# Black-Box optimization

In [0]:
import os

import requests
from urllib.parse import urlparse, urljoin

import matplotlib.pyplot as plt
from tqdm.notebook import tqdm

import numpy as np

In [0]:
data = np.load('../../../share/SUSY-small.npy')

In [0]:
from sklearn.model_selection import train_test_split

X_all, y_all = data[:, 1:], data[:, 0]

X_train, X_rest, y_train, y_rest = train_test_split(X_all, y_all, test_size=0.5)
X_val, X_test, y_val, y_test = train_test_split(X_rest, y_rest, test_size=0.5)

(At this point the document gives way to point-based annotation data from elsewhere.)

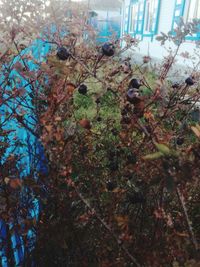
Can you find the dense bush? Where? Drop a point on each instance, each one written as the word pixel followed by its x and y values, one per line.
pixel 122 187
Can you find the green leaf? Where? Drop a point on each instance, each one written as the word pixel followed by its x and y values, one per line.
pixel 163 148
pixel 153 156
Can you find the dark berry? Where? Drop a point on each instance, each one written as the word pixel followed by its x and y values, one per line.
pixel 131 159
pixel 99 119
pixel 108 49
pixel 180 141
pixel 134 83
pixel 126 120
pixel 110 185
pixel 189 81
pixel 175 85
pixel 113 166
pixel 114 132
pixel 97 101
pixel 124 112
pixel 132 95
pixel 82 89
pixel 63 53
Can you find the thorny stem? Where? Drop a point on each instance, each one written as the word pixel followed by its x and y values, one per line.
pixel 107 227
pixel 187 219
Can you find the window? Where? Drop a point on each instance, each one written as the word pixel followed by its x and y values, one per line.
pixel 150 15
pixel 193 10
pixel 188 10
pixel 133 17
pixel 143 17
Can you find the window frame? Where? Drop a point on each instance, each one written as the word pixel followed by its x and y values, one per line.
pixel 180 11
pixel 140 21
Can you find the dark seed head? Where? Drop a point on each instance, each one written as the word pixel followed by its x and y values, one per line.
pixel 108 49
pixel 62 53
pixel 180 141
pixel 175 85
pixel 189 81
pixel 113 166
pixel 99 119
pixel 110 185
pixel 132 95
pixel 134 83
pixel 82 89
pixel 131 159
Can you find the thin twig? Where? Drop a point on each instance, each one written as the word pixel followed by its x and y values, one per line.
pixel 107 227
pixel 187 219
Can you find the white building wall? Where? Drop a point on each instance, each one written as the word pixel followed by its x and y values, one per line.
pixel 154 49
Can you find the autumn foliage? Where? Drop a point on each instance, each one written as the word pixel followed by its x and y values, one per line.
pixel 122 187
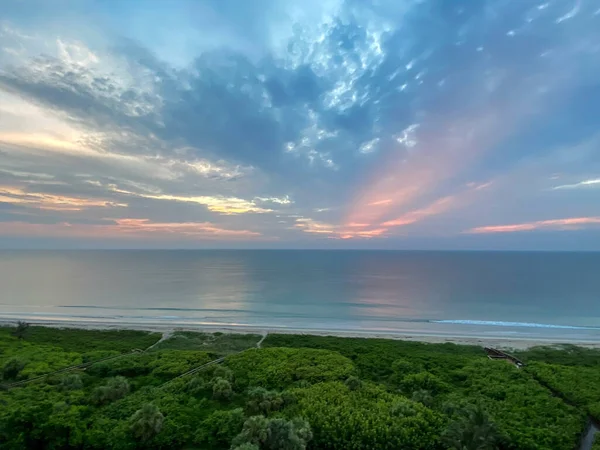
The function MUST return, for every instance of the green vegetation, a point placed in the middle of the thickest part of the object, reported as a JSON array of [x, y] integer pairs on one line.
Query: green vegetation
[[218, 343], [578, 385], [84, 341], [295, 393]]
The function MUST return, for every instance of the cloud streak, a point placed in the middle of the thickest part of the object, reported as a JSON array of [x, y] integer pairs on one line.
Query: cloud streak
[[342, 121], [569, 224]]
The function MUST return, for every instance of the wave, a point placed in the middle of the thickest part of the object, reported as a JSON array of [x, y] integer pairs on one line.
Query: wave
[[513, 324]]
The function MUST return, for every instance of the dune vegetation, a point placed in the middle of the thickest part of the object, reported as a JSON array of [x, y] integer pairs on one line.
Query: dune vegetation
[[89, 389]]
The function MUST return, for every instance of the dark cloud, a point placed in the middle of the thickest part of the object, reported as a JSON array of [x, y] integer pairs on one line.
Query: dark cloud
[[316, 114]]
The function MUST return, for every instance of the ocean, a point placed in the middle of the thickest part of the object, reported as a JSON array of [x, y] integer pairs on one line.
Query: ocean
[[486, 294]]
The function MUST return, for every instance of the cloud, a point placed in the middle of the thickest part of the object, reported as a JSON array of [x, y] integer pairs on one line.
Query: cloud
[[17, 196], [223, 205], [375, 115], [580, 184], [128, 229], [569, 224]]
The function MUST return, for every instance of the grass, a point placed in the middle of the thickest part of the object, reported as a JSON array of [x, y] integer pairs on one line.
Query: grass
[[218, 343]]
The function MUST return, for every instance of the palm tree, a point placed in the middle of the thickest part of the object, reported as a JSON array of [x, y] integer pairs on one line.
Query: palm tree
[[147, 422], [474, 431], [20, 331]]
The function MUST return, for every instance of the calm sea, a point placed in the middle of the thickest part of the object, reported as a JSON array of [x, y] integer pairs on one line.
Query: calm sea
[[459, 293]]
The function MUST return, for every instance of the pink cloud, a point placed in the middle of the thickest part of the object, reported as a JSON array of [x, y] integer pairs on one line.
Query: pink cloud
[[558, 224], [130, 228]]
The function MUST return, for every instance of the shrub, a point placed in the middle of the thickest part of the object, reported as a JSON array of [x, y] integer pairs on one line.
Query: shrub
[[353, 383], [71, 382], [116, 388], [263, 401], [278, 368], [146, 422], [274, 434], [12, 368], [222, 389], [218, 430]]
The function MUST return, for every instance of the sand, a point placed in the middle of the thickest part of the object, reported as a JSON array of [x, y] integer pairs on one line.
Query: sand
[[167, 330]]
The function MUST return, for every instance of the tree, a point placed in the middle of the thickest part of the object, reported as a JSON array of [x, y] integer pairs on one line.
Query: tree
[[146, 422], [473, 431], [353, 383], [21, 330], [274, 434], [263, 401], [116, 388], [255, 431], [71, 382], [11, 368], [222, 389], [246, 446], [422, 396]]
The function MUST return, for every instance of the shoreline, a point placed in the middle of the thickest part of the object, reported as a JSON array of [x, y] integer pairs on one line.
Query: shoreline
[[514, 343]]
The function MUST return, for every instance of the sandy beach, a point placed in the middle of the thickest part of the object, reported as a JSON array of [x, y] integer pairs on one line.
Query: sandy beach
[[166, 329]]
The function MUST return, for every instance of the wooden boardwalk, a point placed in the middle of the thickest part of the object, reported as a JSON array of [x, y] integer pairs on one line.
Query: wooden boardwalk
[[499, 354]]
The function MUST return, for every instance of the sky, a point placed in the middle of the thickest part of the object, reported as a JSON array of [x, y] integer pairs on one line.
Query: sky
[[383, 124]]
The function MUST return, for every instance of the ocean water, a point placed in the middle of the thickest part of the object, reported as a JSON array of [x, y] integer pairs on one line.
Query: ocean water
[[487, 294]]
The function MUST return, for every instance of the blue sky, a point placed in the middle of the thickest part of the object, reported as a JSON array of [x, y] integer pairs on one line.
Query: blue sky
[[424, 124]]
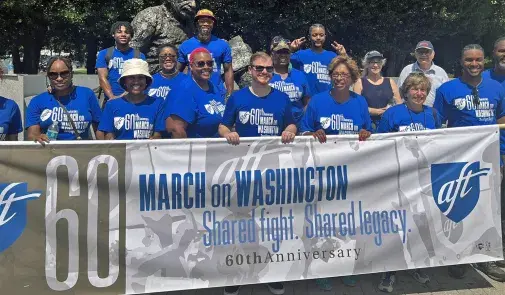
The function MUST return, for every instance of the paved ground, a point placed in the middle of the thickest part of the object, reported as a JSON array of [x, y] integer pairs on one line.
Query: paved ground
[[474, 283]]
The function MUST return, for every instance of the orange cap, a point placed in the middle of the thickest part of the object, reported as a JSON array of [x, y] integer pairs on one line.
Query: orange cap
[[205, 13]]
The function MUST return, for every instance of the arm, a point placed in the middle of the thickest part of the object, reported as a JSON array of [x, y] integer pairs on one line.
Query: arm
[[35, 134], [228, 78], [358, 87], [177, 126], [396, 92]]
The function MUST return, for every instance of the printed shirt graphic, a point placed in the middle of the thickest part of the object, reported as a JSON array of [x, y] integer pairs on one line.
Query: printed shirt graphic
[[399, 118], [133, 121], [315, 66], [490, 74], [202, 110], [296, 87], [258, 116], [161, 86], [219, 49], [323, 112], [454, 102], [82, 105], [115, 66], [10, 118]]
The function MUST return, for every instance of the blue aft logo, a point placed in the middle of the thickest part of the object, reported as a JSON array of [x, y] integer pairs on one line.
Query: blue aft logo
[[456, 188], [13, 199]]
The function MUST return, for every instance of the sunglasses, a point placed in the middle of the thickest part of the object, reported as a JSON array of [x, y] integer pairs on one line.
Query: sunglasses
[[55, 75], [201, 64], [165, 56], [476, 98], [260, 69]]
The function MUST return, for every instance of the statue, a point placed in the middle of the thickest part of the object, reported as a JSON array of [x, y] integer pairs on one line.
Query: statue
[[169, 23]]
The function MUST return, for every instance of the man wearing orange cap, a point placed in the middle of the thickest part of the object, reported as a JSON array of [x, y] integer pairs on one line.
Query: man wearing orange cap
[[219, 49]]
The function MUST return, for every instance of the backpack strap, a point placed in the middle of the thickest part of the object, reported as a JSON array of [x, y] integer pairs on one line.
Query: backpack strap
[[108, 55]]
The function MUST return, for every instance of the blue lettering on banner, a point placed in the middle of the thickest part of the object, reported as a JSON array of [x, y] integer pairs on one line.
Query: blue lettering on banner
[[13, 201], [456, 188]]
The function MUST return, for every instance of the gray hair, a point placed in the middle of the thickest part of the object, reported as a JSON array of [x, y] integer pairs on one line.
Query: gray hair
[[472, 47]]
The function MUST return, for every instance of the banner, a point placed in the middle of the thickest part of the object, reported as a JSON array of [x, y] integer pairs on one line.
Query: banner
[[132, 217]]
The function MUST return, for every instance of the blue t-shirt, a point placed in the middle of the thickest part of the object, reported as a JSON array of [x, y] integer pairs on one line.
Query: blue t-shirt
[[161, 86], [323, 112], [315, 66], [115, 66], [258, 116], [202, 110], [399, 118], [219, 50], [81, 104], [133, 121], [296, 87], [10, 118], [454, 103], [490, 74]]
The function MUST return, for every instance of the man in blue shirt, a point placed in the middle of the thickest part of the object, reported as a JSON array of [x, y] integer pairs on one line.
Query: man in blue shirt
[[109, 62], [472, 100], [219, 49]]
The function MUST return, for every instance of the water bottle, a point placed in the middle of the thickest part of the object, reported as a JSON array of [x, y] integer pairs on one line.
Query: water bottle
[[52, 131]]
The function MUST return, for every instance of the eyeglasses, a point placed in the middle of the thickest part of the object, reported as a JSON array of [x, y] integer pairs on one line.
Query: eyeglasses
[[260, 69], [55, 75], [341, 75], [202, 63], [475, 94], [165, 56]]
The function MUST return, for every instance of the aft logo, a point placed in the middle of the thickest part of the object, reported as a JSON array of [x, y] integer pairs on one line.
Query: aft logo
[[456, 188], [13, 199]]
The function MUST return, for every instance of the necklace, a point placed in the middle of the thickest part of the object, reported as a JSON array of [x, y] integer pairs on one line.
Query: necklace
[[412, 119]]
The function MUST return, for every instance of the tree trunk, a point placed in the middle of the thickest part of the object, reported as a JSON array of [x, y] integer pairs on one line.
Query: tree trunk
[[91, 50]]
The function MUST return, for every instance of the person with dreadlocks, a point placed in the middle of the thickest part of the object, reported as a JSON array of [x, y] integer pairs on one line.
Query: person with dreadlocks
[[109, 62], [314, 61], [74, 108]]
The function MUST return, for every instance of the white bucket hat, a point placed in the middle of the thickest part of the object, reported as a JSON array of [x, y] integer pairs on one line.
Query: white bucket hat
[[133, 67]]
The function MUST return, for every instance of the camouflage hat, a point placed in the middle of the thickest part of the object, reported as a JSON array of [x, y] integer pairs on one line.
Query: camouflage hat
[[205, 13]]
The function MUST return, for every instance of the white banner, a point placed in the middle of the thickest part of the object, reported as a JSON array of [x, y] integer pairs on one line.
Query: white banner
[[204, 214]]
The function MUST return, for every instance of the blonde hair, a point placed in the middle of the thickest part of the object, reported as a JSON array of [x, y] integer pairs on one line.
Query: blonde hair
[[349, 63], [414, 80], [257, 55]]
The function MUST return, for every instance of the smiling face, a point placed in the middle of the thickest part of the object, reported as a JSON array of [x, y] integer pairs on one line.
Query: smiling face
[[122, 36], [168, 59], [202, 65], [135, 84], [424, 57], [472, 62], [261, 70], [318, 37], [341, 77], [60, 76]]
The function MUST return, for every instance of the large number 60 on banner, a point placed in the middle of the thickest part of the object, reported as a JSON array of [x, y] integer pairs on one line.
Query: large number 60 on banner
[[151, 216]]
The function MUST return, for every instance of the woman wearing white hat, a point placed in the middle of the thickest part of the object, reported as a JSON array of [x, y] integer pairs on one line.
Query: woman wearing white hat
[[135, 115]]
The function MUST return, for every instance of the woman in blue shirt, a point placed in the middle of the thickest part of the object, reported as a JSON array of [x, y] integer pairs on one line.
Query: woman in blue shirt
[[339, 110], [135, 115], [412, 115], [315, 60], [380, 93], [169, 77], [195, 109], [74, 108], [258, 110], [10, 117], [290, 81]]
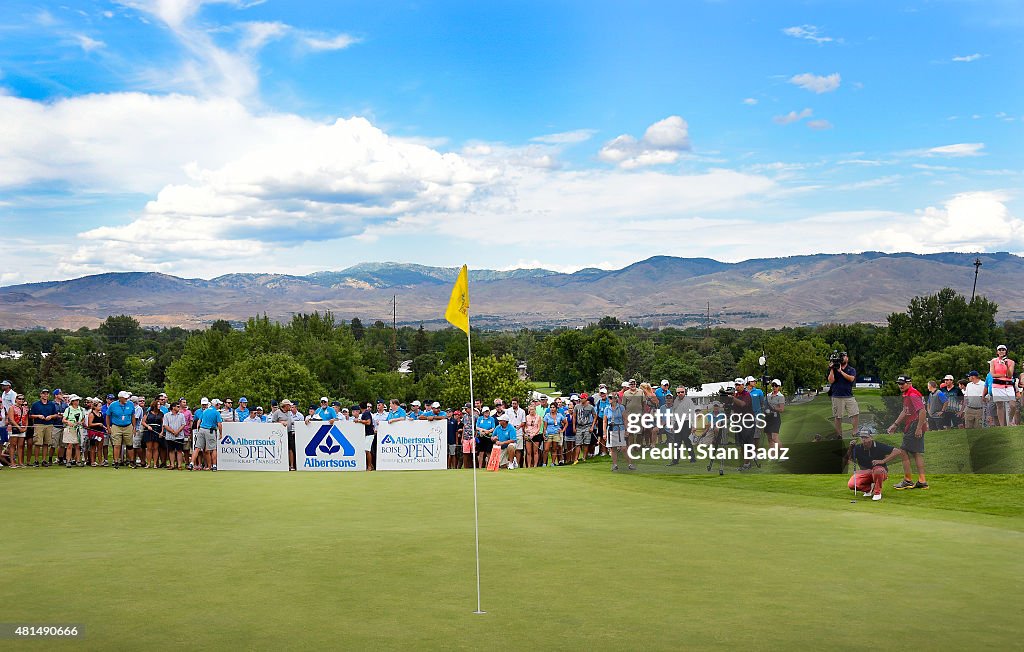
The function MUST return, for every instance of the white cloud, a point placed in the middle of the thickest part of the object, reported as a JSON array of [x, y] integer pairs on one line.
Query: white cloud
[[816, 83], [662, 143], [258, 34], [957, 149], [565, 137], [328, 43], [88, 44], [967, 222], [793, 117], [310, 182], [808, 33]]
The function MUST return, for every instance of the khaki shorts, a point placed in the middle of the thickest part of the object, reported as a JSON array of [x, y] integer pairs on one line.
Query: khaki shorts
[[71, 435], [122, 435], [973, 417], [206, 439], [43, 435], [845, 406]]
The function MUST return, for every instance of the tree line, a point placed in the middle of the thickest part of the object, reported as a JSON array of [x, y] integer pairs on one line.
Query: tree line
[[320, 354]]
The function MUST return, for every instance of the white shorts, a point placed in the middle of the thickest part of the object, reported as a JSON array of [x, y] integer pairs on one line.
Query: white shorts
[[1001, 394], [616, 438]]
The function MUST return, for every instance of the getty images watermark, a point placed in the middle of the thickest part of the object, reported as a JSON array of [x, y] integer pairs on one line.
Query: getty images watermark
[[709, 435]]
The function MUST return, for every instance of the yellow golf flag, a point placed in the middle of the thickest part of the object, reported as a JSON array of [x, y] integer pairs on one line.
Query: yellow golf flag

print('Train     :', X_train.shape, y_train.shape)
print('Validation:', X_val.shape, y_val.shape)
print('Test      :', X_test.shape, y_test.shape)

In [0]:
def plot(f, history=None, trajectory=False):
    xs = np.linspace(-0.5, 2.5, num=250)
    X, Y = np.meshgrid(xs, xs)

    Z = np.stack([X.reshape(-1), Y.reshape(-1)], axis=1)
    F = f(Z[:, 0], Z[:, 1]).reshape(xs.shape[0], xs.shape[0])
    
    plt.figure(figsize=(6, 6))
    plt.ylim([-0.5, 2.5])
    plt.xlim([-0.5, 2.5])

    plt.contour(
        xs, xs, F,
        levels=np.linspace(0, 4, num=20),
        colors=[plt.cm.tab10(0)]
    )
    plt.scatter([1], [1], marker='*', s=500, color=plt.cm.tab10(3), zorder=5)
    
    if history is not None:
        plt.scatter(history[:, 0], history[:, 1], color=plt.cm.tab10(1), s=100)
        if trajectory:
            plt.plot(history[:, 0], history[:, 1], color=plt.cm.tab10(1), lw=3)
    
    plt.tight_layout()
    plt.show()

## The first objective function

The first objective function is one of the most popular benchmark functions --- the Resenbrock function.
We slightly modify it by applying $\chi \to \log (1 + \chi)$.

In [0]:
def log_resenbrock(x1, x2):
    return np.log1p(
        (1 - x1) ** 2 + 1 * (x2 - x1 ** 2) ** 2
    )

In [0]:
plot(log_resenbrock)

## The second objective function

One of use-cases for black-box optimization is hyper-parameter tuning.
Here, we measure quality of XGBoost as a function of two continous parameters --- learning rate and regularization coefficient.
The dataset is a small version of the [SUSY](https://archive.ics.uci.edu/ml/datasets/SUSY) dataset (loaded above).

In [0]:
### NOTE, due to problems with XGBoost on cocalc, the objective function was replaced
### with the one based on sklearn's GradientBoostingClassifier.
### Unfortunately, there is not equivalent of reg_lambda in GradientBoostingClassifier.
### Thus, the second dimension (log_reg_lambda) is not used at all.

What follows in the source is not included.